His spokesman says always listen to Malacañang press briefings.

Presidential spokesman Ernesto Abella issued the statement after President Rodrigo Duterte said on Wednesday that only two of his five statements are true.

“Listen to the press conferences. All right?” Abella said in a Palace briefing on Thursday when asked how reporters would know if the President is talking serious or just kidding.

“Well, technically, what we do emphasize in the press conferences are vetted and properly vetted — I’m not saying it’s not properly vetted, I’m saying, simply saying that at this stage when we say it, it simply means to say we have gone through the process of discerning whether it was a joke or not,” he added.

Duterte, in a speech on Wednesday at the Bureau of Customs, admitted: “Eh, sa limang salita [ko], dalawa lang ‘yung tama niyan, ‘yung tatlo puro kalokohan ‘yan,” he said.

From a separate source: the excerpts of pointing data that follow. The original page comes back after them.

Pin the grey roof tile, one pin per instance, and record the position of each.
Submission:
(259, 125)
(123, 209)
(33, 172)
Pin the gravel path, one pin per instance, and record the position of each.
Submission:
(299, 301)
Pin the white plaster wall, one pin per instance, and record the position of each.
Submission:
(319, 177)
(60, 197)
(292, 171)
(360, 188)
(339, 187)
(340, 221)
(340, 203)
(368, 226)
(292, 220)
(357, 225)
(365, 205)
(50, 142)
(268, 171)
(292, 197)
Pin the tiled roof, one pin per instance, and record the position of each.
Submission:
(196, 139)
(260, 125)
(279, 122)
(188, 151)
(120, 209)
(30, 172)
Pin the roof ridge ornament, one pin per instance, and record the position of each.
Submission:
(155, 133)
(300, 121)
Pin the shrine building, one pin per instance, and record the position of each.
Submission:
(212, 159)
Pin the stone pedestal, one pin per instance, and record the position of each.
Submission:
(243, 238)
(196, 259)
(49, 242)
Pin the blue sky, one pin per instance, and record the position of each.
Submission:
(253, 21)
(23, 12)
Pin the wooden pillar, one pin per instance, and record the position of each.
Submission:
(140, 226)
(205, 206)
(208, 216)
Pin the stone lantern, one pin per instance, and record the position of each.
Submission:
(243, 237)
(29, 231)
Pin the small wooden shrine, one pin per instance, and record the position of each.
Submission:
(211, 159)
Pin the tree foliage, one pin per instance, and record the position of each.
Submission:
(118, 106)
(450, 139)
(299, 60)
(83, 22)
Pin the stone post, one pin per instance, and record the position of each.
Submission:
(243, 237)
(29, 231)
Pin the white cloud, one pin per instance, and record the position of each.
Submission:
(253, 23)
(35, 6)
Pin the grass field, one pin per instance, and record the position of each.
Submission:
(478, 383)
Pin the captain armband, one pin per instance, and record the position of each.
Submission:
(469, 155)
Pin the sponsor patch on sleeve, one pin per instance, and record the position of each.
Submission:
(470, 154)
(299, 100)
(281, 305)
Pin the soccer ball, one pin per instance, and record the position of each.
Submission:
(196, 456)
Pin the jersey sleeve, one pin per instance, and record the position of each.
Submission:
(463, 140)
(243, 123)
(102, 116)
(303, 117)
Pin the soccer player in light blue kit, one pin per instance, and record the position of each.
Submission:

(Two out of five things I’ve said were true. The rest were nonsense.)

Asked to expound on this, Abella said the President was just trying to be “colorful.”

He said Duterte is “very serious” and “is very consistent” with his statements – but sometimes he deviates and could “be quite humorous.”

“But when there’s a particular statement that needs to be, for example, if it tends to be policy, it would be underlined here. It would be underlined during the press conferences,” he said.

The President has said the media are not “attuned to his character.”

Duterte had issued statements in the past public speeches and interviews which he would latter claim as nothing but jokes.

During his arrival speech from a state visit in Japan in October, the chief executive said he would stop swearing because God talked to him while on his way back to the Philippines.

Several days after, he said he was not serious when he said God talked to him.

In August 2015, the President threatened to pull the Philippines out of the United Nations as he launched a profanity-laden tirade against the world body for criticizing his brutal war on drugs.

He, however, said that his threat was made in jest.

During the campaign period, the then Davao City mayor said he would ride a jetski to the disputed West Philippine Sea but later clarified, after being elected as President, that he won’t do it, explaining it was just a hyperbole.